Apparently, these experts didn’t foresee – or understand - the impact that 0% Fed policy would have on the largest investment pools in the world. These pools belong to public sector and sovereign wealth funds whose managers have a fiduciary responsibility to manage money as though it were their own. Historically, that meant a “balanced” portfolio of stocks and bonds. In a world of 0% interest rates that historical 60/40 (stocks to bonds) ratio became all stocks. Thus, the new institutional investment policy became TINA (there is no alternative). Stocks.
From that new reality, the world of bitcoin, FTX, cloud computing and fintech were born. These groups were the wunderkind of the previous 12-year bull market. The term “unicorn” had been introduced early on by Reid Hoffman, a former partner of the prestigious venture capital firm Greylock Partners. Greylock had been established in Boston in 1965 by two former partners of General Doriot - the famed Harvard Business School professor - who formed the first public venture capitalist firm, American Research and Development. Reid Hoffman went on to fund PayPal, LinkedIn and Facebook.
Originally, the concept of a unicorn was historically based on its highly prized mythical storied rarity. In our 21st century that standard became a business valuation of one billion dollars or more. When the past bull market was at its peak, there were more than 1,000 “unicorns” with that designation. Does that seem rare? Patrick Jenkins, of the Financial Times, recently wrote that Fintech Labs, a small-business portal, noted that there are now 332 such fintech unicorns!

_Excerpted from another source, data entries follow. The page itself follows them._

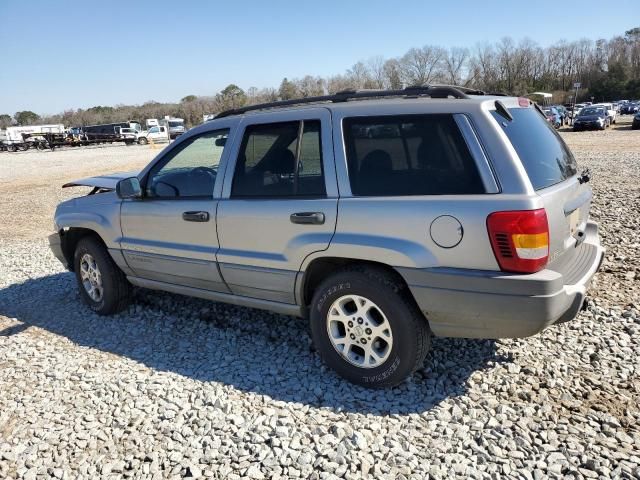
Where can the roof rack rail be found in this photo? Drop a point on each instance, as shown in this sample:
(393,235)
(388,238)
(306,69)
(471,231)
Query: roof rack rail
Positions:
(433,91)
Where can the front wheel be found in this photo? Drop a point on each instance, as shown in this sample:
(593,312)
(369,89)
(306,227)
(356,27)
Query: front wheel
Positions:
(367,328)
(103,286)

That’s reminiscent of the automobile industries’ history. From 1895 there was at one point in the early 20th century over 1,900 car companies making more 3,000 different automobiles! Of course, we know how that turned out. Is it any wonder so many fintech stocks are down so much? Or that FTX is bankrupt and that the whole bitcoin concept is inexorably fading? Only this time it’s not money chasing cars, but money chasing itself.
As for economics, Peter Lynch – the former Magellan Mutual Fund manager - perhaps said it best. “If all the economists in the world were laid end to end, it wouldn’t be a bad thing.”